Many treatments for AOS incorporate sensory input (e.g., visual, auditory, proprioceptive, and tactile cues) to teach the movement sequences for speech. Sensory cues can be used separately or in combination (i.e., multisensory approach). Feedback is an important aspect of motor learning. These external cues may facilitate speech production by providing additional feedback to the individual if they cannot benefit from, or do not receive, sufficient intrinsic sensory feedback.
Integral stimulation is a method for practicing movement gestures for speech production that involves imitation and emphasizes multiple sensory models (e.g., auditory, visual, tactile).
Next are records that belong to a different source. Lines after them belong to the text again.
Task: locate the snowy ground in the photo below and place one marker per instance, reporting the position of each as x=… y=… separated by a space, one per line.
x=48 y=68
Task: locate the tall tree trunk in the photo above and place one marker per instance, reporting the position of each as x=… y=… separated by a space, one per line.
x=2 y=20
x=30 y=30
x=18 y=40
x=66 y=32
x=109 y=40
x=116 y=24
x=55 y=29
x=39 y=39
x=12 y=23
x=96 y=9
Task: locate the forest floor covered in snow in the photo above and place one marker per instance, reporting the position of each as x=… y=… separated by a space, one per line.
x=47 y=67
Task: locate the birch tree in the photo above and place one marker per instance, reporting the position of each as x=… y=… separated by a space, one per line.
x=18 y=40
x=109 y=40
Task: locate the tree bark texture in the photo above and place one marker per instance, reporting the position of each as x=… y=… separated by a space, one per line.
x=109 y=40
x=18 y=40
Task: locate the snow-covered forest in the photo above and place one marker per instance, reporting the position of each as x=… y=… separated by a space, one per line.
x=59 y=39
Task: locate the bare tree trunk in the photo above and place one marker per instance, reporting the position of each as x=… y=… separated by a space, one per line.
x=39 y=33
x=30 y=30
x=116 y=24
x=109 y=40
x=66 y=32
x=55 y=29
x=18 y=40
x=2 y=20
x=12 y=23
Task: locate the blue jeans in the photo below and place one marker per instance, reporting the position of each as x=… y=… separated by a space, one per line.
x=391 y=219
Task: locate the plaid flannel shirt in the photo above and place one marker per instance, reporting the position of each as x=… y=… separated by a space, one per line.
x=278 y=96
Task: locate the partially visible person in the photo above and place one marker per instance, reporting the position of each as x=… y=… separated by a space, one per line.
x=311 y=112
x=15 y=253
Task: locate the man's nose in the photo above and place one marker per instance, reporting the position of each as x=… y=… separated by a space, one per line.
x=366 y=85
This method is part of many treatment approaches. Treatment follows a “listen to me, watch me, do what I do” sequence, in which the individual hears and sees how the clinician produces a targeted sound sequence or word/phrase and then imitates (Rosenbek et al., 1973).
Tactile cueing methods of speech facilitation are those that provide direct tactile input for correct speech production. Using these methods, the SLP applies pressure or otherwise touches the individual’s face, neck, and head to provide a tactile cue for correct production or speech movement gesture.
PROMPT is a tactile method of treatment based on touch pressure, kinesthetic, and proprioceptive cues (Bose et al., 2001; Chumpelik, 1984; Freed et al., 1997). Using this approach, the clinician uses finger placements on the individual’s face and neck to cue various aspects of speech production (e.g., place and manner of articulation) and help the individual limit unnecessary movements. PROMPT requires specialized training.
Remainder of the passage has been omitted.